Music was echoing through the traffic of the streets and the crowds of city dwellers. We stopped to watch some performers and fell into some friendly conversation with a local man. Communication was very limited because my Chinese is on the level of disasterous but it didn’t stop alot of attempts at conversations with lots of laughter mixed in. We continued to walk and watch groups of people playing cards, dancing, singing, and spouting political sentiments. We were spotted by a very outgoing woman who appeared to be hosting her own KTV show. We stopped to watch for too long and we were called out of the crowd. We were invited to take part in a dance routine, with no hestitation whatsoever I accepted the invitation, linked arms with my host and began dancing to a lively song. My husband soon joined. The crowd swelled to an embarrasing number. I soon got self conscious of my dancing and the possible spectacle I was making of myself so after the song was over I retreated to sidelines. She wanted us to stay because I had a feeling that catering to a large crowd was right up her alley. She asked us to sing a song to which we declined. The video cameras had been out for awhile; we were starting to get overwhelmed. We tried to leave just as gracefully as we came and I think we succeeded. We continued to stroll around and fall in love with the people and the culture of Luoyuang.

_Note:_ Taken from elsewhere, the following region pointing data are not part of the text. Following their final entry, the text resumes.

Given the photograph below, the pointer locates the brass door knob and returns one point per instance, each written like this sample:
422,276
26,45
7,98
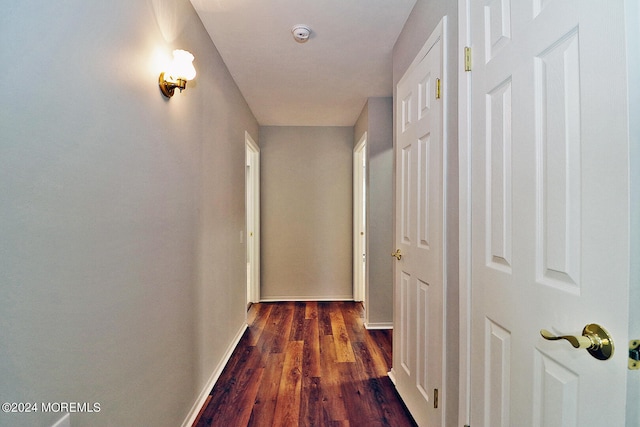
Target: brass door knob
595,339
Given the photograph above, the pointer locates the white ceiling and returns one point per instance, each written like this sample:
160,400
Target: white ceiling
324,82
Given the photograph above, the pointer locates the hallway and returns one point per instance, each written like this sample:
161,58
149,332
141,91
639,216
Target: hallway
308,364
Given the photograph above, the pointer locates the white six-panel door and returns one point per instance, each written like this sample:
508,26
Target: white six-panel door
550,211
418,312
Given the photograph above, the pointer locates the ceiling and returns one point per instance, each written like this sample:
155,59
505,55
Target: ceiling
323,82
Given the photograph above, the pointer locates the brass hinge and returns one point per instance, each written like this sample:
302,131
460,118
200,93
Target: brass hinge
634,355
467,58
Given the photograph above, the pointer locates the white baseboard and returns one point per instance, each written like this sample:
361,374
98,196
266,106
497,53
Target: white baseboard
306,299
392,376
379,325
195,409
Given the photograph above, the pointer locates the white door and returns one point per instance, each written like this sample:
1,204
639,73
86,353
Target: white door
549,211
419,272
252,206
360,221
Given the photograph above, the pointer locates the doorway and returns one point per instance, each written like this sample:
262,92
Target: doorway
360,220
252,228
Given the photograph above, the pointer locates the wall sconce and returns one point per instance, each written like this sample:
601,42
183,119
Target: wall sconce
178,73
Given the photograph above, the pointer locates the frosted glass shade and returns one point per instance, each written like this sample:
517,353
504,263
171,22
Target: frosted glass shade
182,66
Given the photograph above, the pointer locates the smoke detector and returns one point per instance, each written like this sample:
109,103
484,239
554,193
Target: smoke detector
301,33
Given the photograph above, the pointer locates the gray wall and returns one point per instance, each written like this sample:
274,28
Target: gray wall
306,212
423,19
377,120
121,270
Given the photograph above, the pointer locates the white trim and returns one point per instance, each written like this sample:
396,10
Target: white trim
392,376
378,326
306,299
359,193
206,390
464,215
252,150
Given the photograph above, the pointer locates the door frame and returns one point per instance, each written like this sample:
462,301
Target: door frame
359,222
464,215
252,218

More dependable than a groundhog could ever be, cherry blossoms mark the changing of the seasons like nothing else. Flowers are blooming around the city to prove that winter has finally retired and spring fever has returned. People are trading their coats for umbrellas to shade themselves from the sun and I swear people are smiling more. At least I am.
I returned to Wuhan University to witness the famous cherry blossom trees that line Sakura Avenue. It was one of those rarer days where the sky was some kind of blue, making the pastel colors pop against the contrast. The historical architecture combined with the natural scenery at Wuhan University is quite alluring. I spent a few hours walking up and down the tiny street. The sun was setting and I wanted to see everything in a different light.

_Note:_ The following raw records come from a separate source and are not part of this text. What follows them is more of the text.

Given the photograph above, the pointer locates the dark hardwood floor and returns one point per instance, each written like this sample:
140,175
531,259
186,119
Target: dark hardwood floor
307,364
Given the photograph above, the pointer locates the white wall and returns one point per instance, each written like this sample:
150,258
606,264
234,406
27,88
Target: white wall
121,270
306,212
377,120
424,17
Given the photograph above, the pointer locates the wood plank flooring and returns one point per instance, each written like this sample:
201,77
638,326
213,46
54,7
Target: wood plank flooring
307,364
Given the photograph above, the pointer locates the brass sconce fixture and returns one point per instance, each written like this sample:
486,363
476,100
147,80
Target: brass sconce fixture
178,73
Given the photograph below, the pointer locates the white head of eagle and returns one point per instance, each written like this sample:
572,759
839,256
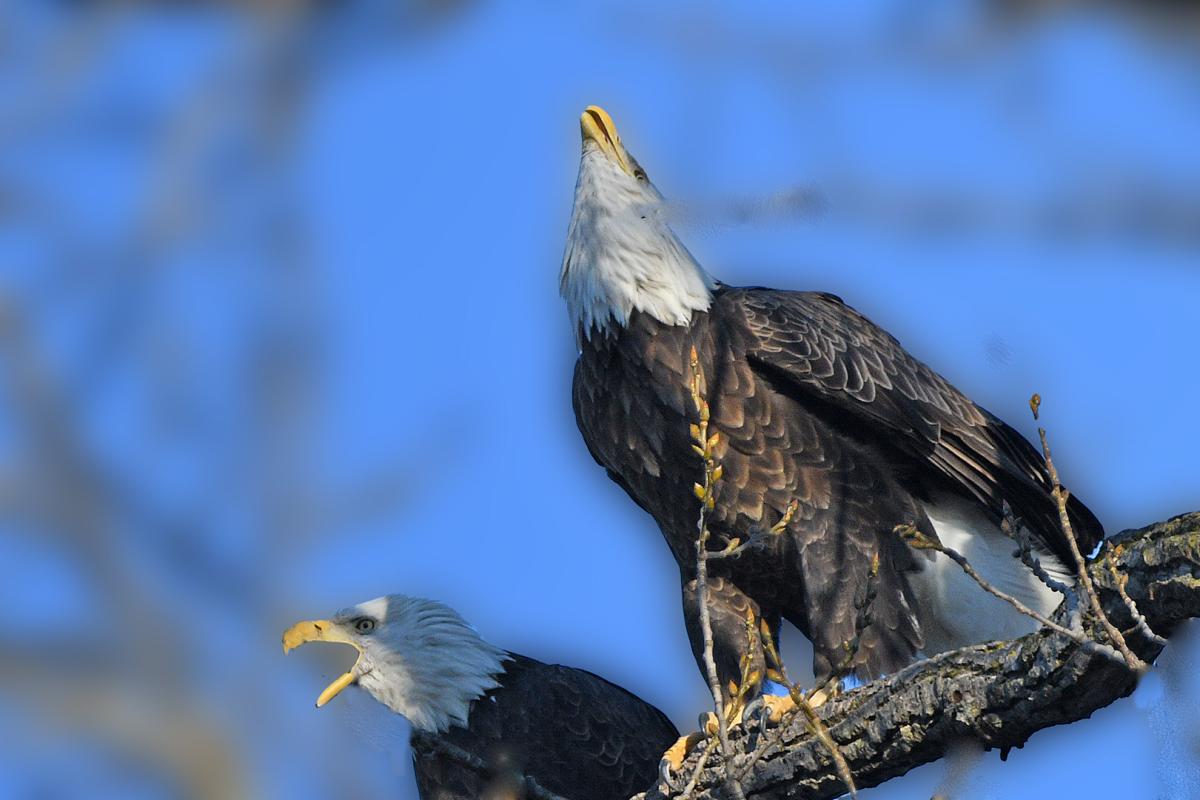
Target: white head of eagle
621,253
417,656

The day began on a cold morning. Our exhalations turned into the same grey mist that clung to Mount Song like tracing paper. Three men painted the scene before our eyes. We stared at their canvases. Each brushstroke gave definition; each line added depth. The artist knows about its subject. The history within Songshan. The birthplace of Zen Buddhism. The origins of Shaolin Wushu at Shaolin Temple and the sacred Taoist mountains. With tools in hand, they attempt to replicate an image of one of the most culturally significant mountains in China. We made our way towards the painted mountains. Invisible to the artists and unremarkable against the landscape.
My partner and I embarked on our journey meeting the first set of stairs with great awe and enthusiasm not even the slightest bit aware of just how many we would have to climb. Either way, this was of no concern to us. I befriended a dog at the entrance to the hike; I gave her snacks and showered her with attention. She paused for a family photo and left us shortly after; I was sad to see her go.
We met a man carrying a large bag of rice who talked with us throughout the entire hike to a monastery situated on a mountain peak. Taking a break from his heavy load, he grinned and pointed out all of the amazing sights to us.
We were met with a quiet stillness as we hiked Mt. Song in the winter. We spent most of the time alone on the trail with the exception of passing some small groups of hikers. We shouted from the mountains tops and communicated with people on different peaks. We dined and danced on what felt like the rooftop of the world. It was Christmas day and I couldn’t have been happier.